With the advantages in biocompatibility, antimicrobial ability, and comparative facile synthesis technology, poly-L-lysine (PLL) has received considerable attention in recent years. Different arran...

Antimicrobial activity of Epsilon-Poly-l-lysine against phytopathogenic bacteria

Bárbara Rodrigues, Tâmara Prado de Morais, Paulo A. Zaini et al. · 2020 · Scientific Reports · 74 citations

Abstract Antimicrobial peptides (AMPs) are components of immune defense in many organisms, including plants. They combat pathogens due to their antiviral, antifungal and antibacterial properties, a...

Reading Guide

Foundational Papers

Start with Shima and Sakai (1981, 65 citations) for Streptomyces discovery and fermentation; Pandey and Kumar (2013, 64 citations) for biosynthesis strategies; Li et al. (2011, 59 citations) for genome shuffling basics.

Recent Advances

Wang et al. (2021, 112 citations) for biomanufacturing advances; Chen et al. (2021, 98 citations) for dendrimer applications; Tan et al. (2019, 112 citations) for antimicrobial mechanisms.

Core Methods

Microbial fermentation by Streptomyces albulus; genome shuffling and interspecific hybridization (Li et al., 2011, 2012); ATP regulation (Hara and Kondo, 2015); dendrimer synthesis (Chen et al., 2021).

How PapersFlow Helps You Research Epsilon-Poly-Lysine Synthesis

Discover & Search

Research Agent uses searchPapers and citationGraph on 'epsilon poly lysine Streptomyces' to map 20+ papers from Shima and Sakai (1981) to Wang et al. (2021, 112 citations), revealing yield enhancement clusters. exaSearch uncovers regulatory pl gene studies; findSimilarPapers extends to Li et al. (2011, 59 citations) genome shuffling.

Analyze & Verify

Analysis Agent applies readPaperContent to Wang et al. (2021) for biomanufacturing details, then verifyResponse with CoVe checks yield claims against Tan et al. (2019). runPythonAnalysis plots fermentation data from Pandey and Kumar (2013) using pandas for glucose tolerance trends; GRADE scores evidence on antimicrobial mechanisms.

Synthesize & Write

Synthesis Agent detects gaps in purification via contradiction flagging across Shima and Sakai (1981) and modern reviews. Writing Agent uses latexEditText, latexSyncCitations for ε-PL pathway diagrams, and latexCompile for reports; exportMermaid visualizes pl gene regulation flows.

Use Cases

"Analyze yield data from ε-PL fermentation papers using Python."

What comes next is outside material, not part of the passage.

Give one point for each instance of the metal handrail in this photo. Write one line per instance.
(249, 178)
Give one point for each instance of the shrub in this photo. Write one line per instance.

Research Agent → searchPapers('Streptomyces albulus yield') → Analysis Agent → readPaperContent(Li et al. 2011) → runPythonAnalysis(pandas plot of glucose vs yield) → matplotlib graph of optimized strains.

"Write LaTeX review on ε-PL antimicrobial packaging."

Synthesis Agent → gap detection(Luz et al. 2017) → Writing Agent → latexEditText(intro section) → latexSyncCitations(8 papers) → latexCompile → PDF with cited food safety impacts.

"Find code for ε-PL genome shuffling simulations."

Research Agent → paperExtractUrls(Li et al. 2012) → paperFindGithubRepo → Code Discovery → githubRepoInspect → Python scripts for Streptomyces modeling shared via exportCsv.

Automated Workflows

Deep Research workflow scans 50+ ε-PL papers via searchPapers → citationGraph, generating structured reports on yield trends from Shima (1981) to Wang (2021). DeepScan's 7-step chain with CoVe verifies pl gene claims in Li et al. (2011). Theorizer builds hypotheses on chemical analogs from Chen et al. (2021) dendrimers.

Try Doxa for Epsilon-Poly-Lysine Synthesis Research

Frequently Asked Questions

What is the definition of epsilon-poly-lysine synthesis?

It is the microbial production of ε-PL homopolymer (25-30 L-lysine residues with α/ε linkages) by Streptomyces albulus, discovered by Shima and Sakai (1981).

What are key methods in ε-PL synthesis?

Fermentation by Streptomyces albulus with pl gene regulation; genome shuffling (Li et al., 2011, 59 citations); dendrimer modifications (Chen et al., 2021).

What are the most cited papers?

Wang et al. (2021, 112 citations) on biomanufacturing; Shima and Sakai (1981, 65 citations) on Streptomyces taxonomy; Pandey and Kumar (2013, 64 citations) on biosynthesis strategies.